New Zealand skipper Brendon McCullum then biffed a 19-ball 42 to help the co-hosts reach their target in 36.1 overs, McCullum’s opening partner Martin Guptill (57 from 76 balls) also among the runs.
The Kiwis’ triumph was their fifth in as many matches at the World Cup but Afghanistan’s slim hopes of making the quarter-finals are now over after their fourth defeat of the group stage.
Mohammad Nabi’s side dug in at McLean Park, though, as a score in excess of 150 looked unlikely when they slipped to 6-2 and then 59-6 after winning the toss and electing to bat.
Black Caps left-armer Trent Boult (3-34) trapped Javed Ahmadi (1) lbw before Vettori bowled Afghanistan’s other opener, Usman Ghani, for a third-ball duck.
Boult’s seam accounted for Ashgar Stanikzai (9) and when Vettori spun out Nowroz Mangal (27) to reach the 300-wicket milestone – the first man from New Zealand to achieve the feat – and then sent Nabi (6) and Afsar Zazai (0) back into the shed, Afghanistan were reeling.
However, Najibullah Zadran (56) and Samiullah Shenwari (54) shared a stand of 86 for the seventh wicket – Zadran smoking two maximums and eight fours in his run-a-ball innings – as the Pool A outsiders gave themselves something to defend.
New Zealand, though, raced out of the traps thanks to McCullum and Guptill, the captain clubbing six fours and a six in scenes mildly reminiscent of his assault on England’s bowlers in Wellington two weeks ago.
The 33-year-old eventually went for one hoick too many, bottom-edging Nabi onto his stumps, but Guptill’s more measured knock, combined with cameos from Kane Williamson (33), Ross Taylor (24) and Grant Elliott (19) saw the Black Caps home with 83 balls to spare.
McCullum salutes Vettori after 300th ODI wicket
Brendon McCullum saluted “special” Daniel Vettori after the veteran spinner became the first New Zealander to pocket 300 one-day international wickets.
The 36-year-old achieved the feat while destroying Afghanistan’s top order in Napier and has now taken 12 scalps at the 2015 World Cup so far at an average of 11.33.
Vettori initially retired from ODI cricket after the 2011 World Cup but Black Caps skipper McCullum is delighted to have the Auckland-born bowler back in his ranks.
“He is a special cricketer and has been in all three forms for almost two decades,” McCullum said of Vettori, who made his New Zealand debut in a Test match versus England in 1997.
“All credit to him, not just for his drive but his ability to bounce back from injury and his hunger to play for us.

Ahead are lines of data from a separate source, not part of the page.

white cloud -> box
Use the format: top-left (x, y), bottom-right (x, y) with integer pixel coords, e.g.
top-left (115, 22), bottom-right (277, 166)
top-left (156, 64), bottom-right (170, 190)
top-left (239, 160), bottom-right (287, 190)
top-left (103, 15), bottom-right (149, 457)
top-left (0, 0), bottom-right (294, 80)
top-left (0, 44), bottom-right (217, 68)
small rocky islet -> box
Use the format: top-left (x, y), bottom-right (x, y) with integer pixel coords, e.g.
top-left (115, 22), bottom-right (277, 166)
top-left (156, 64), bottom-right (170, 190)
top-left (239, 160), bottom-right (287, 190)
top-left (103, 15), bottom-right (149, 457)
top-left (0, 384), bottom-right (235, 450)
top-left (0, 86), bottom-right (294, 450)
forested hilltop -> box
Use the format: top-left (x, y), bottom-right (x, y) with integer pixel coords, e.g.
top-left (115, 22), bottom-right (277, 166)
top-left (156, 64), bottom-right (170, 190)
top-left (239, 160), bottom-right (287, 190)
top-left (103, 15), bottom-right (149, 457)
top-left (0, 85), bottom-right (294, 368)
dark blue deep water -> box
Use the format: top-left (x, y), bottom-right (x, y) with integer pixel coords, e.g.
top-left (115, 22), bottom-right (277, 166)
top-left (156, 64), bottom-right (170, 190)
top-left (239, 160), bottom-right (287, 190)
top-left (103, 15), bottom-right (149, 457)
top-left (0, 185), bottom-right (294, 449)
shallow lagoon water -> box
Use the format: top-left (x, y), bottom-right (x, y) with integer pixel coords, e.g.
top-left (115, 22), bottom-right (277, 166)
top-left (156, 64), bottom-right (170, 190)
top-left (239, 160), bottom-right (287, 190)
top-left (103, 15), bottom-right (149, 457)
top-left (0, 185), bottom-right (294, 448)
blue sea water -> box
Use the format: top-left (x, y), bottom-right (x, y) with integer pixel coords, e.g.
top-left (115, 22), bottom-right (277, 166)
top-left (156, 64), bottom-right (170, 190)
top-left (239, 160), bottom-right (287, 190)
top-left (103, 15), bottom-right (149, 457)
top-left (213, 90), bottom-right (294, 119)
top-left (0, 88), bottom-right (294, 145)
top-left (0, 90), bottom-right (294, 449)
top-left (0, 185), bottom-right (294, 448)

To see him tick off another milestone gives immense satisfaction to not just him but all the guys.”
Vettori recorded masterful figures of 4-18 from 10 overs against Afghanistan and has a miserly economy rate of 3.00 in the competition to date.
Sky Sports pundits Mark Butcher and Rob Key watched the twirler guide his country to a fifth straight World Cup victory and believe Vettori’s bowling intelligence is key to his success.
“He doesn’t have that mystery ball but he has great control and almost knows exactly what the batsman is going to do,” said Kent captain Key.
“He is so far ahead of you as a batsman, knowing when you are going to come down the pitch and when to bowl a slide-on delivery. He’s a brilliant performer.”
Former England batsman Butcher added, “You only have to go back to the Australia game where he had a 45-yard boundary behind him and David Warner and co in full flight yet he stopped Australia in their tracks. Changes in flight are what he is so marvellous at and if there is no spin on the pitch he will change his pace and seemingly have the ball on a piece of string.”